The nomination and succession committee that appointed van Beurden is led by Chairman Jorma Ollila, the former CEO of mobile phone maker Nokia Oyj. Former Deutsche Bank AG CEO Josef Ackermann and Hans Wijers, previously CEO of Europe’s biggest paintmaker Akzo Nobel NV, are also on the committee.
Henry, Shell’s CFO, and Odum, head of the U.S. business, had been tipped by analysts at Macquarie and RBC Capital Markets as possible successors to Voser, who announced his retirement in May.
Under Voser, Shell outperformed most of its rivals among the world’s five biggest oil companies. The 41 percent gain in the share price compares with a 34 percent increase for Exxon Mobil Corp. (XOM) and declines for European peers BP Plc (BP/) and Total SA. (FP) Only Chevron Corp. (CVX) has done better, gaining 87 percent since July 1, 2009, the day Voser started.
Profitable investments such as the $19 billion Pearl gas-to-liquids plant in Qatar have bolstered returns at Shell.
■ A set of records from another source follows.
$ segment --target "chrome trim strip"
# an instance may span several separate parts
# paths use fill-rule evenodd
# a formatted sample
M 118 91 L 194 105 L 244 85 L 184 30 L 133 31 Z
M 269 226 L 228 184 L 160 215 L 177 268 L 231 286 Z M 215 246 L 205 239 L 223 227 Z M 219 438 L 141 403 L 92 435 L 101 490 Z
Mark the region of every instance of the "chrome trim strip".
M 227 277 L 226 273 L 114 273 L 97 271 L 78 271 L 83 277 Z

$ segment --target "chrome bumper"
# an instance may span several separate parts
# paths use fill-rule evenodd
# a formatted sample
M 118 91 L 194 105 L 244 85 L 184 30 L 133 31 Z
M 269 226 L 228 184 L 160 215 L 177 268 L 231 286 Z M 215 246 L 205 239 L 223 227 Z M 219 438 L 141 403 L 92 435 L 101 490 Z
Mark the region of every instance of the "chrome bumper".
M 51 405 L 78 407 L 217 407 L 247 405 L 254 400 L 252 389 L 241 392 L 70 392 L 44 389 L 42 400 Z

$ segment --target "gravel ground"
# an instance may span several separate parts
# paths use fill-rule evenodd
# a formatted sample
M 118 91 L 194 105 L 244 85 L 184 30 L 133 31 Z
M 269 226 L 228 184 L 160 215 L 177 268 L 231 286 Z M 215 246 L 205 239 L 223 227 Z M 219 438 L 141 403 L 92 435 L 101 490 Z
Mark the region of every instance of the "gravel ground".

The company raised its dividend for the first time since 2009 last year and increased it again for the first quarter.
“Ben has deep knowledge of the industry and proven executive experience across a range of Shell businesses,” Ollila said in a statement. “Ben will continue to drive and further develop the strategic agenda that we have set out, to generate competitive returns for our shareholders.”